In a project led by Christchurch City Council, Cathedral Square was to be restored as the civic heart of the central city. CERA's regeneration plan proposed lower buildings on the north side to prevent shading (although when Christchurch City Council requested in 2019 that the Crown's rebuild agency take into consideration shading that would be caused by a proposed nine-storey hotel that is part of the convention centre, the request was denied) with little detail provided. (Note: No land was designated for the Square project.) The plan did mention the proposed central library and the convention centre, both planned as anchor projects for the north side of The Square, as well as space being "kept for a new cathedral", but was otherwise short on detail. The new library (Tūranga) opened in 2018; as of 2020, the convention centre is under construction, and the repair of the existing cathedral commenced in May 2020.

===Retail Precinct===
The development of the Retail Precinct was left to the private sector. (Note: No land was designated for the Retail Precinct.) By October 2011, private interests had combined and opened a temporary container mall known as Re:START, with Ballantynes, Christchurch's remaining department store, as the retail anchor. The project was a huge success and gained international attention for its quirkiness. In June 2014, about half the container mall moved to a different site to make way for a construction project. Re:START closed in January 2018.

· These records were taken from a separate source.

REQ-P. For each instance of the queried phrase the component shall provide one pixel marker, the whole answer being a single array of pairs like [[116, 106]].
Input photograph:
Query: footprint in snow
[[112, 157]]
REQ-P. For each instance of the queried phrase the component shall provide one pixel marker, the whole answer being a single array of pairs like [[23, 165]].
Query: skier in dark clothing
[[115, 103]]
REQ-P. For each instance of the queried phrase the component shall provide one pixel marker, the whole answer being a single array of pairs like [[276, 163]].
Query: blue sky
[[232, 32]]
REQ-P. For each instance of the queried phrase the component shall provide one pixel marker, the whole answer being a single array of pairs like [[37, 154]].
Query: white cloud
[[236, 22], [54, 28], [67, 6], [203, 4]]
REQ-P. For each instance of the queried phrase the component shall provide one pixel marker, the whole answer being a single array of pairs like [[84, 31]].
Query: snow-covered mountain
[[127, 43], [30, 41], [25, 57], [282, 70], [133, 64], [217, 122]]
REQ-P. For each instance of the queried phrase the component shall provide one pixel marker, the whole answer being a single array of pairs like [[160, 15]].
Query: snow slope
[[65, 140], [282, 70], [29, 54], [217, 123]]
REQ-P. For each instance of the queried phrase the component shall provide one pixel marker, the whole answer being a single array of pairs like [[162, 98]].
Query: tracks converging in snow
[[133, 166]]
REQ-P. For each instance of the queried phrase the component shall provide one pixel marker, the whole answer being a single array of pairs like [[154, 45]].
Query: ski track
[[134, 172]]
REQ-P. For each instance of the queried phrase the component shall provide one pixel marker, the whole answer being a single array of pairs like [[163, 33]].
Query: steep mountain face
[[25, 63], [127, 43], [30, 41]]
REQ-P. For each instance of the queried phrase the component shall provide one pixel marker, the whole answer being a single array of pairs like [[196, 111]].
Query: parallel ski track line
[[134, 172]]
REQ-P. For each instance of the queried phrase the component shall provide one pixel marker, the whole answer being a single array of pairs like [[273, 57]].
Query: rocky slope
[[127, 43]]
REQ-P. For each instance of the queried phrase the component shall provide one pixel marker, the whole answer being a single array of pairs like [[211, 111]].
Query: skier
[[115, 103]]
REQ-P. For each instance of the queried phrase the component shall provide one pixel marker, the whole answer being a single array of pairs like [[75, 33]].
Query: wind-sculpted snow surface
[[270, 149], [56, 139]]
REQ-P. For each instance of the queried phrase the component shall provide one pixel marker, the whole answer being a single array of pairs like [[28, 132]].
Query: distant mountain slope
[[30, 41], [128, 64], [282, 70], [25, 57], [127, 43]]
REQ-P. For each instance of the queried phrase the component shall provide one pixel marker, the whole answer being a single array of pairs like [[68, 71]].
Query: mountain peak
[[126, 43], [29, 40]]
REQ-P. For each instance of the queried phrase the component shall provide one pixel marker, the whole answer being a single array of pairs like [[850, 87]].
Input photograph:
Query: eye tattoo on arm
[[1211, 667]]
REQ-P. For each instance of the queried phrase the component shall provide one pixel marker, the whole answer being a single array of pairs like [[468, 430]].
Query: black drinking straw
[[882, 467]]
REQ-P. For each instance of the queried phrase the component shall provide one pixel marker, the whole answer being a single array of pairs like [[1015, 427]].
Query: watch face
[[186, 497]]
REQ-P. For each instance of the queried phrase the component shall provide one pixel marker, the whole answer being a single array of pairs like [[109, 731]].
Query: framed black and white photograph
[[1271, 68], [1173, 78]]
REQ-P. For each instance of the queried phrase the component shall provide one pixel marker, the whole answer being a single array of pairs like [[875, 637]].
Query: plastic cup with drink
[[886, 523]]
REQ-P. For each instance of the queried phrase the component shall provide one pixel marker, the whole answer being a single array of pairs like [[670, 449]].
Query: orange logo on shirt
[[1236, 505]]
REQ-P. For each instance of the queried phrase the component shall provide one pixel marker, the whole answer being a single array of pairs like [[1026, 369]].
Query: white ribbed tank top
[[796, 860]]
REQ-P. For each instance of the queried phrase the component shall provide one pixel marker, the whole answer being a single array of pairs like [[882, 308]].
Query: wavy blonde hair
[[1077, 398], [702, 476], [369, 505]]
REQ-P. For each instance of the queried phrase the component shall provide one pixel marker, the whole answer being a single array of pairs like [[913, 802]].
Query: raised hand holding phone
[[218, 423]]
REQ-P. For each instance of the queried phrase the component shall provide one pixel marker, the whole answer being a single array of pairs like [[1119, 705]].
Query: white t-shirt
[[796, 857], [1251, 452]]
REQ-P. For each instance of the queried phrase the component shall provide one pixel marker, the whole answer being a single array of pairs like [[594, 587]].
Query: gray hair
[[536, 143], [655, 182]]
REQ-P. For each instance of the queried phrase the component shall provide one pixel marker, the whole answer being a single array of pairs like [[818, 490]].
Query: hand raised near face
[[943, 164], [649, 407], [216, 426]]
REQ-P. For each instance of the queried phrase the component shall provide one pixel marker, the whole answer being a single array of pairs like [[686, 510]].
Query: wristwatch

The development of permanent buildings in the Retail Precinct proceeded much more slowly than expected. The delay was caused by the planning rule imposed by CERA that each development project must have at least 5000 sqm of land. As land was in multiple ownerships, with each title significantly smaller than the stipulated minimum, developers struggled to amalgamate enough land before they could seek planning permission. To break the deadlock, the Christchurch Central Development Unit (CCDU, a subsidiary of CERA) bought up much of the land to overcome the disjointed ownership.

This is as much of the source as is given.